Their insistence on rendering support conditional on soul sapping austerity condemned countless numbers of EU citizens to unemployment, emigration and misery. Their brutal strategy has fundamentally undermined the legitimacy of the European project in the eyes of tens of millions of workers and young people.
If they can no longer rely on the EU to protect them, its citizens will look elsewhere. Deprived of hope, people are willing to embrace ideologies and the parties whose political currencies are the same racism and the scapegoating of minorities than many of us believed had been consigned to the dustbin of history long ago.
Not for the first time we are again witnessing the phenomenon of millions of desperate, disillusioned and alienated citizens blaming other poor and even more desperate people, for the misery inflicted on them by those at the top of the global capitalist pyramid. The greatest tragedy of the brutal one sided austerity strategy which has been pursued by those who decide policy in the creditor countries is that they have given the franchise on HOPE, the most potent of all political propositions, to the xenophobic right wing nationalists and their fellow travellers – the Neo Fascists.
Trump’s simplistic message to ‘Make America Great’, or even ‘Greater Again’ is far more in tune with the concerns of working people. They didn’t elect him because of his racist utterings or his bullying demeanour. They elected him because he offered the prospect of a future that might work. American workers will welcome the prospect of jobs created by massive public investment. No matter that it was his same Republican Party which prevented President Obama from doing it. But Trump’s regime will preside over the biggest transfer of wealth, from the less well off to the ultra- rich, in American history.
And it will be marked as well by the most systematic demonisation and scapegoating of minorities experienced in the developed world since the 1930s. However, an even greater danger is that the protectionist policies he favours could lead to trade wars, recession and ultimately to war of the other kind!
It is still not too late, even now at the eleventh hour and after disintegration has already commenced with Brexit, for those at the top in Europe to relax fiscal policy to enable countries to create jobs and grow their economies. But no, they would rather run the gauntlet on disintegration and even the demise of the democratic system itself. Their strategy is to batter society into compliance with the requirements of maintaining a hard currency. This in turn entails a brutal war on working people and all those who depend most on public services. Small wonder then that the politics are catching up with the economics – as we always said they would!
Some commentators characterise the swing to the Right as a reaction to globalisation.
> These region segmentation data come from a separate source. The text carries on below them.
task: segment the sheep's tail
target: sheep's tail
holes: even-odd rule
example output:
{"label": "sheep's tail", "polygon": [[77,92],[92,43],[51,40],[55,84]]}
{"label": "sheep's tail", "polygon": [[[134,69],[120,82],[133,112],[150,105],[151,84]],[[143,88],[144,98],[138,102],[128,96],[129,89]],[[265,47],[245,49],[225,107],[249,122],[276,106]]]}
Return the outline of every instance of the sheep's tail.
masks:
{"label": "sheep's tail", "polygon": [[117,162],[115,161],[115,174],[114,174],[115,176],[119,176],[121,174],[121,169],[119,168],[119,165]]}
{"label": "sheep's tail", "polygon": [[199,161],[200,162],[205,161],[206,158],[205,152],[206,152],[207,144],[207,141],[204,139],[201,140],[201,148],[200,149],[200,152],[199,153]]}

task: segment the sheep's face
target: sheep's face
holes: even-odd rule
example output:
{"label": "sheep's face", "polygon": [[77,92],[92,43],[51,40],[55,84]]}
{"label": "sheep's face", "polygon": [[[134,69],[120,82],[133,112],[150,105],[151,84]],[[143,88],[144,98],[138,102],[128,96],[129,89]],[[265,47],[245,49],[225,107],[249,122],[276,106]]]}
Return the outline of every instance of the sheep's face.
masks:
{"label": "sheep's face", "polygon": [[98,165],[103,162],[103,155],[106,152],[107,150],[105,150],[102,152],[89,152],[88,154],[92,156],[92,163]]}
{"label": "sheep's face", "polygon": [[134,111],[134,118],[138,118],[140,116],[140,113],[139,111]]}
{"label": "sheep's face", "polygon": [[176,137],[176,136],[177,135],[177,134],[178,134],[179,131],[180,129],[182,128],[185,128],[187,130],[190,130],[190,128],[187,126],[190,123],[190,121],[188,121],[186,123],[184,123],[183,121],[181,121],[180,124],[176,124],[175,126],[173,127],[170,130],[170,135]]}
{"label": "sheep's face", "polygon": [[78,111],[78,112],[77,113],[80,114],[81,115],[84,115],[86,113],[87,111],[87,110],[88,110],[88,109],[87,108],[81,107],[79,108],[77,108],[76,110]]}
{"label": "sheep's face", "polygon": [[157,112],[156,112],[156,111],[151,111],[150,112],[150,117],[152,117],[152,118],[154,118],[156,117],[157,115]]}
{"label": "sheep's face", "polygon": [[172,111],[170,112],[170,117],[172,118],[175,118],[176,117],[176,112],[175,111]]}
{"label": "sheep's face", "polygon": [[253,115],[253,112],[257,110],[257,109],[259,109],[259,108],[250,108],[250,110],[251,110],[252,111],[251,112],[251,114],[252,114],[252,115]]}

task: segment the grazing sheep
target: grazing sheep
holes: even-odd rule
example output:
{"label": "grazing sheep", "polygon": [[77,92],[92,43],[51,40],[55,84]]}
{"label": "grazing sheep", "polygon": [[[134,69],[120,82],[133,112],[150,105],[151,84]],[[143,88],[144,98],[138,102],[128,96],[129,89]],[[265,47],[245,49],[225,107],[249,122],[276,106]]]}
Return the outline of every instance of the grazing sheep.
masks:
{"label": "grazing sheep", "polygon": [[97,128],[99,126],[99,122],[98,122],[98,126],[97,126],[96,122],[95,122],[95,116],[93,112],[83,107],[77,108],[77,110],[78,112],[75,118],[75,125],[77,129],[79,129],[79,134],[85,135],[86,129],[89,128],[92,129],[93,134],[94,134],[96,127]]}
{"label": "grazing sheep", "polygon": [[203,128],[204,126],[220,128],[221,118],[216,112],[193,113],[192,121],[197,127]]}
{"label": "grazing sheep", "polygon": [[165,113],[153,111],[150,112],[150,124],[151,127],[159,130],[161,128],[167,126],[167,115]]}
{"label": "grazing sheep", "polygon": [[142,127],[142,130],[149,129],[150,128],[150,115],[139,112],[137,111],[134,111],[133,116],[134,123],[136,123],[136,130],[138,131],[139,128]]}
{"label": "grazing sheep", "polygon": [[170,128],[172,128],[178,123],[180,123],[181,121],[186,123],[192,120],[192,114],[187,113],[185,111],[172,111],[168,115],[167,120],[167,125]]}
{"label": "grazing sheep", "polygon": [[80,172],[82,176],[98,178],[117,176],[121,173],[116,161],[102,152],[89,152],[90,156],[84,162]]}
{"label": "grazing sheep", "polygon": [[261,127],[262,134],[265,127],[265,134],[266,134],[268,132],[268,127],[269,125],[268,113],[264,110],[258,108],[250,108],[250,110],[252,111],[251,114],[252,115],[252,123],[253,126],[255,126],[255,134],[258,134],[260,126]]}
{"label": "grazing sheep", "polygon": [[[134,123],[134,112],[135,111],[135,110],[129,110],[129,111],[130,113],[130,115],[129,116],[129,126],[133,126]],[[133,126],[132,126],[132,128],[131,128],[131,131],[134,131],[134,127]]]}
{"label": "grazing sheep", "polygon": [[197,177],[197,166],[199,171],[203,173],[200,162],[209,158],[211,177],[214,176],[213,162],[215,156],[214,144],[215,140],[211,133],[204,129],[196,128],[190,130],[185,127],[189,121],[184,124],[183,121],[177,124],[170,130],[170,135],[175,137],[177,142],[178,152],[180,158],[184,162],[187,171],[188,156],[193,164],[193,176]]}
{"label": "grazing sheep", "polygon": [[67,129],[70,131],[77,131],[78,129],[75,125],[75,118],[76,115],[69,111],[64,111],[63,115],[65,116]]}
But the global corporations have no need to worry about the concomitant rise of nationalism, because all nationalists, from the neo fascists of Eastern Europe to the racist ultra-nationalists of the Netherlands, France and the Nordic Countries, to the British Tories, and even the pseudo Social Democratic SNP, across the Atlantic to Trump, all share one thing in common – the commitment to a race to the bottom on corporation tax.
Tragically, while the hard-right surfs to power on the tidal wave of disillusionment and discontent across the developed world, the Left, utterly fragmented, is not offering a coherent vision of an alternative egalitarian future or how it would work.
Social democracy, which first forged the prospect of a better future for all before the First World War, led the fight against fascism in the 1930s and 1940s, and spearheaded a Social Europe afterwards, is severely discredited. It has burnt a huge amount of its’ political capital in a desperate effort to mitigate the austerity agenda by participating in governments dominated by the centre right and has consequently ended up being blamed for a collapse that was not of its’ making.
Others, on an increasingly fragmented left, seem content to be defined by reference only to what they are against rather than offering a vision of what they are for, or how it would work.
All this is happening at a time when we could have full employment and the focus of humanity should be directed towards addressing the imminent threat of climate change, instead of denying it. And it is a time as well when the endless potential of the digital revolution which is now unfolding, could be harnessed for the creation of an immeasurably better world, instead of providing platforms for new forms of slavery.
This unfolding tragedy is still capable of being averted. But it will require all who share the noble aspiration of Big Jim Larkin for an egalitarian society based on the enduring principles of social solidarity, to realise that the time for play-acting is over. We must all unite in a common bond to articulate a coherent credible vision of a future that works, as the only viable alternative to the descent into barbarism.
Of course, it will not be easy for many on the left who have built their organisations and reputations on simplistic and sometimes very effective negative campaigning, to invest their political capital in helping create a more positive, and productive programme and strategy – but that is the real test of leadership. Look at the example that is being provided by the parties of the left in Portugal where they have established an alliance for government, reversing austerity, reinstating workers’ rights and charting a course for a progressive future.
The legacy of Big Jim Larkin represents all that is best in our socialist tradition. Above all, it aspires to the creation of a democratic and egalitarian society. That is a noble aspiration and we gather once more at his graveside today, on the 70th anniversary of his death, to be inspired by his vision and to re-dedicate ourselves to the attainment of the world which he envisaged and articulated so eloquently and courageously when he arrived on these shores one hundred and ten years ago.